Quartier libre : Les marcheurs.
© crédit photo : Sebarjo (qui écrit aussi sur "impromptus littéraires")
Consigne: Un texte inspiré de cette photo
Au début, il y eut quelques voyageurs sans bagage ou presque. Peu de gens les voyaient. Les rares vigilants cherchaient des explications rationnelles. Bagages à l’hôtel. Simple promenade. Les autres n’y prirent pas garde, occupés qu’ils étaient en gourmandises glacées et magazines de même. Les moins aisés faisaient le compte de ce qu’il leur restait pour finir les vacances et se plaignaient de quelques mendiants peu décoratifs.
Peu à peu, les voyageurs dessinèrent au long de la plage une sorte de trajet sinueux. On s’étonna un peu de leur démarche fatiguée, de leur tenue poussiéreuse, de leur regard perdu. Ils avançaient comme en leur monde. On s’écartait un peu. Puis on pensait à autre chose.
La densité. Ce fut la densité de leur marche, en quelque sorte, qui décida la municipalité à se réunir pour réfléchir à la situation. Les commerçants se plaignaient. On achetait beaucoup moins de glaces et de magazines. Les touristes disparaissaient peu à peu et les marcheurs ne semblaient avoir besoin de rien. Un conseiller municipal proposa de contacter d’autres villes de la côte pour savoir si elles avaient été confrontées au même problème. Et en effet. Il semblait qu’une ligne infinie de marcheurs de poussière avançait lentement, inexorablement, vers on ne sait quel havre perdu.. Chaque jour ils étaient plus nombreux à venir grossir la foule en marche.
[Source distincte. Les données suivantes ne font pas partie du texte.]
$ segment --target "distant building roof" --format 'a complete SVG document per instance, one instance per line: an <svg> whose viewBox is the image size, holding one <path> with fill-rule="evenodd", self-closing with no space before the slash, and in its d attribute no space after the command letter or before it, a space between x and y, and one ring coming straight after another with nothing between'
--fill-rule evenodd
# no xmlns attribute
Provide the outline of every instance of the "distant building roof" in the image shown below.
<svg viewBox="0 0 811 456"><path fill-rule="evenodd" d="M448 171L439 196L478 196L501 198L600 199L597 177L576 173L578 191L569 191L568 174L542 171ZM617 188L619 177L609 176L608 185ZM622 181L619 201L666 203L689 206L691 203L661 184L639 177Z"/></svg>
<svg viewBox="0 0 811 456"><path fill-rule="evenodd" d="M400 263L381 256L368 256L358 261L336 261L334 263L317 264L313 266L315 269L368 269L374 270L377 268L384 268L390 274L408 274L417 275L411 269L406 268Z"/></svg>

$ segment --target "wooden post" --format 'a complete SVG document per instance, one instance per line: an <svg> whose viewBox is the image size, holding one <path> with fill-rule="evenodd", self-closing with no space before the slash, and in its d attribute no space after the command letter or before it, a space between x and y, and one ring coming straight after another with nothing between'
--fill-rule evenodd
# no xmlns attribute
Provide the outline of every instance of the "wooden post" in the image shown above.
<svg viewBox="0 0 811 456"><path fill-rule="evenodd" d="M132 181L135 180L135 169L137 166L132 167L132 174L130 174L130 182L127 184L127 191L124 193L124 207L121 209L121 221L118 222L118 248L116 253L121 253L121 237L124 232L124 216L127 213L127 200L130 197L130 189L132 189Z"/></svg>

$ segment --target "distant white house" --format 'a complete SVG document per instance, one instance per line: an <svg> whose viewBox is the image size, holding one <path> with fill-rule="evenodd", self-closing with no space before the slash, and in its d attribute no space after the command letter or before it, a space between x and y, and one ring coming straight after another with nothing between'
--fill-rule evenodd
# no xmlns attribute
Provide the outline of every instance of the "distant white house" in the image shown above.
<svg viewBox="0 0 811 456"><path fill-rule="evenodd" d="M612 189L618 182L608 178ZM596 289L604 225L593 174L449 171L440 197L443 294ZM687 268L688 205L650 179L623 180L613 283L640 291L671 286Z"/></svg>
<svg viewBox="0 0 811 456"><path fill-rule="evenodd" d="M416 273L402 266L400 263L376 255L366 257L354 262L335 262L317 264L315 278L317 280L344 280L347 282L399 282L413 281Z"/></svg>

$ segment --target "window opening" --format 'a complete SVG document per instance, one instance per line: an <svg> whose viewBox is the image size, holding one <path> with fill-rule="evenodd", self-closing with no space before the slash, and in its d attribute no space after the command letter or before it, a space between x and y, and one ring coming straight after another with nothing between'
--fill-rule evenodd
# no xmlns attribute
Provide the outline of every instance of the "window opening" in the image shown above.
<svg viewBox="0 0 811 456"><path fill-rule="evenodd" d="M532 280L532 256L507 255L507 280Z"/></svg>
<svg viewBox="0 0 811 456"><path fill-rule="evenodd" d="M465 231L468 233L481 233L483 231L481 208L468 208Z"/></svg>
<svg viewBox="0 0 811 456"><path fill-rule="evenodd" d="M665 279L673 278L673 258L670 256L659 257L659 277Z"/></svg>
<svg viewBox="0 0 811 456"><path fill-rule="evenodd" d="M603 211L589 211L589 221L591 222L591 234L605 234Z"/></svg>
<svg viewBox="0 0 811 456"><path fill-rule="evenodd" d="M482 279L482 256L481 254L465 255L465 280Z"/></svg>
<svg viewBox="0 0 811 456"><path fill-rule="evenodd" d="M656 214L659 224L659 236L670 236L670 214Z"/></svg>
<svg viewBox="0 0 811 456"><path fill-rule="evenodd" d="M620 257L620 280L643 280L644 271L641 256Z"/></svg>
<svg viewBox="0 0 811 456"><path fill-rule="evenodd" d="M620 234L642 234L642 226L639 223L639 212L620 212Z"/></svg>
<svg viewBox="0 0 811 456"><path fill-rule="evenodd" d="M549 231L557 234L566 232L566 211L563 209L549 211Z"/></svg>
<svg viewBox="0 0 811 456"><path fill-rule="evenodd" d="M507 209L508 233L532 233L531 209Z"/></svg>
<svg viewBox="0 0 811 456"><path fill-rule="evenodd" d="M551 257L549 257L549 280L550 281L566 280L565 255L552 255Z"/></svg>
On ne pouvait plus les arrêter. On ne pouvait ni leur parler, ni attirer leur attention. Et même, peu à peu, les habitants de la ville et les quelques touristes de septembre se sentirent comme contraints de les rejoindre. A peine avaient ils commencé de cheminer à leurs côtés qu’ils devenaient comme eux, gris sombre comme bois calciné, poussiéreux, épuisés, sans visage, sans nom, sans bagages, sans avenir.
Seule restait cette ligne mouvante. Seule restait cette dérive . Seule restait cette migration sans fin.